Hue--Let's talk blue

by Judy Tucker

As I mentioned in my post the other day, I finally understand what "hue" means after reading Kari Vojtechovsky's workshop "Principles of Color: a design workshop" in the new book,  Essential Guide to Modern Quilt Making.

I've understood hue to mean a color.  But what does that mean?  I always used the word as "that's a nice hue" related to the gradation of a color. That's the first definition in the dictionary.

 Kari defines hue in technical terms as "the location of a color in the color spectrum"  of visible light.  That's the second definition in the dictionary.

Brilliant.  Green is the green in the rainbow.  Red is the red in the rainbow.
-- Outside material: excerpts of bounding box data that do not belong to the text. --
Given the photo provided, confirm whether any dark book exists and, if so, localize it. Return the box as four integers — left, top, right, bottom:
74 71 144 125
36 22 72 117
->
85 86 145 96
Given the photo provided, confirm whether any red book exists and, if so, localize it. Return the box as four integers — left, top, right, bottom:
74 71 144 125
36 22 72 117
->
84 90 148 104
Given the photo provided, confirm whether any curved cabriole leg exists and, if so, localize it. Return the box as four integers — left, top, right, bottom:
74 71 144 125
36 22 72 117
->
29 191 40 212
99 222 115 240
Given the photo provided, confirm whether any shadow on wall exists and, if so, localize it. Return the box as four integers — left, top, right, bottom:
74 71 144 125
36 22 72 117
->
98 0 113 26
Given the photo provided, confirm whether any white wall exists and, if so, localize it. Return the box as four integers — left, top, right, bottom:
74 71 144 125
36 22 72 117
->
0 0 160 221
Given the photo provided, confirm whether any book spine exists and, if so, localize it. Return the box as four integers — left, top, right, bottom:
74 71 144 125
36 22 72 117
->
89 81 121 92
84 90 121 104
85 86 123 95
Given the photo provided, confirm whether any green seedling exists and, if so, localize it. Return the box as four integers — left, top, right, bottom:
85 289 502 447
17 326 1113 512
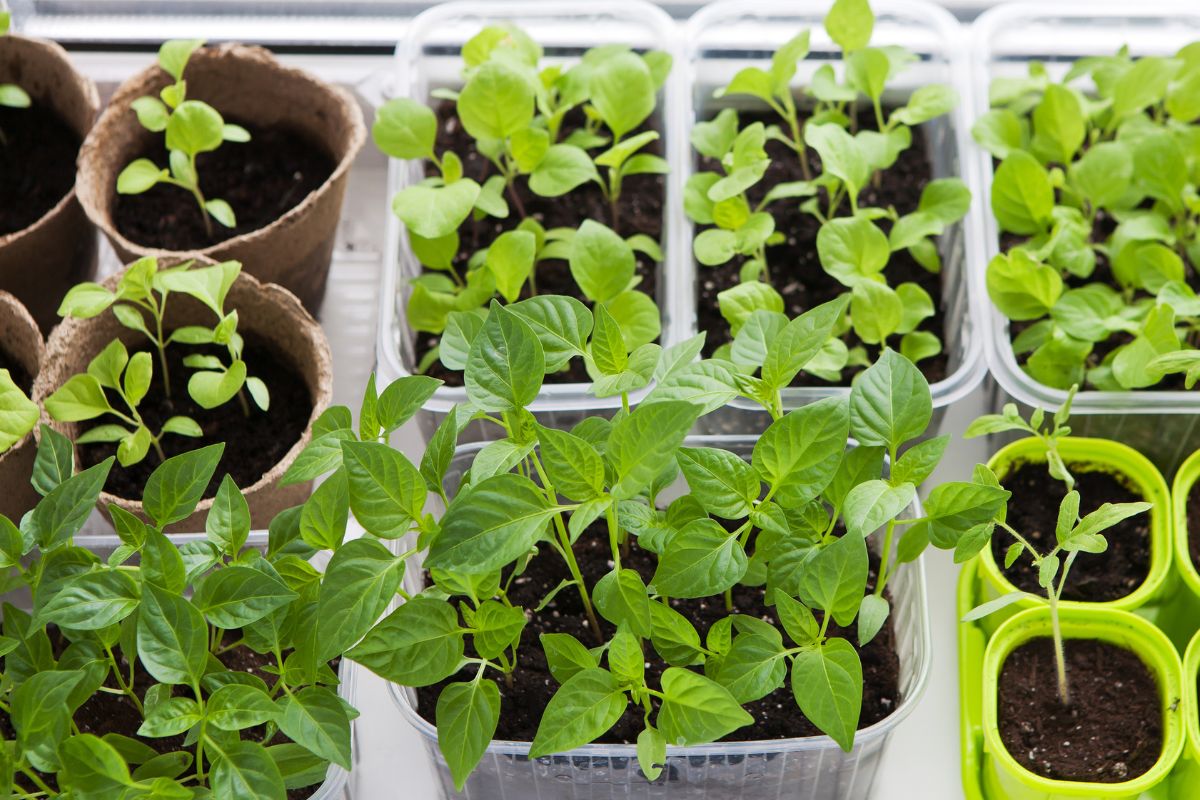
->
116 40 250 239
684 0 971 381
0 434 360 800
972 43 1200 391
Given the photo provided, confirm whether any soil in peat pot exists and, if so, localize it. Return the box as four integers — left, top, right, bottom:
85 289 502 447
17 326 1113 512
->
113 120 335 251
991 462 1150 603
0 627 340 800
0 348 34 397
0 106 79 236
997 637 1163 783
76 333 312 500
416 525 900 745
696 112 949 386
415 101 666 386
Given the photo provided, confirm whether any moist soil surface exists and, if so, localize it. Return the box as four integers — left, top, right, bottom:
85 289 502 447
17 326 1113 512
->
0 349 34 397
696 112 948 386
991 462 1150 602
418 525 900 745
76 333 312 500
415 101 666 386
0 106 79 236
0 627 337 800
113 122 335 251
997 637 1163 783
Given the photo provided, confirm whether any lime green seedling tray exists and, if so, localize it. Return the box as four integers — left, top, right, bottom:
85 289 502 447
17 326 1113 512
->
955 560 1180 800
Violet is the violet in the rainbow.  That is really clear.  She goes on the say that even with all the possible variants of a color, the color's hue is always its pure form as seen in the light spectrum (rainbow).

Kari states she likes to use the light-based color wheel of cyan, yellow and magenta.  But my stash worked out better using a color in the pigment-based color wheel (red, blue, yellow).

So, let's think about blue.
Of all the fabrics in my stash, I felt that this blue was the truest of the blues. So this blue is my Blue Hue.

Hue: Blue

Kari goes on to discuss how the saturation, the "degree of purity," of a color can be changed.

Add black to the hue and you get a "shade".  Believe it or not, the color to the far right is the same blue fabric shown above.  The middle and right fabrics are darker.  It's clear in the fabric on the right that black was added to make that very dark blue, but harder to see in this photo with the middle fabric.
(All these photos were taken outdoors, a couple minutes apart).

The Hue Blue on the far left, with 2 shades of blue

Add white to the hue and you get a "tint".

The Hue Blue on the far left, with 2 tints of blue

Add grey to the hue and you get a "tone."  That was a new concept for me.  I always thought about adding either black or white to a color to get gradation. I never considered adding a mix of black and white…although I know I did it when I was a child and mixing paints.  If black made my paint color too dark, I added white.  It's the same idea.

The fabric colors in the photo below look much brighter than they really are. You can tell the far right color has grey added to the hue but it's not as apparent with the two middle colors.  In actuality, all three of the colors to the right look greyish.

It's interesting that the Blue Hue fabric looks much darker and richer next to the fabrics where the hue has had grey added to it.

The Hue Blue on the far left with 3 tones of blue

So, that's hue in a nutshell.  If the color is found in a real rainbow, that's a hue, in this case, blue.  If you add light or dark to a color, the hue is still blue but the saturation has been altered.

The Hue Blue is upper middle, the two tints are lower middle.
The greyed tones are the far left and the black shades are far right.

Kari has so much great information about color in her workshop.  It's a lot of fun and really worth reading.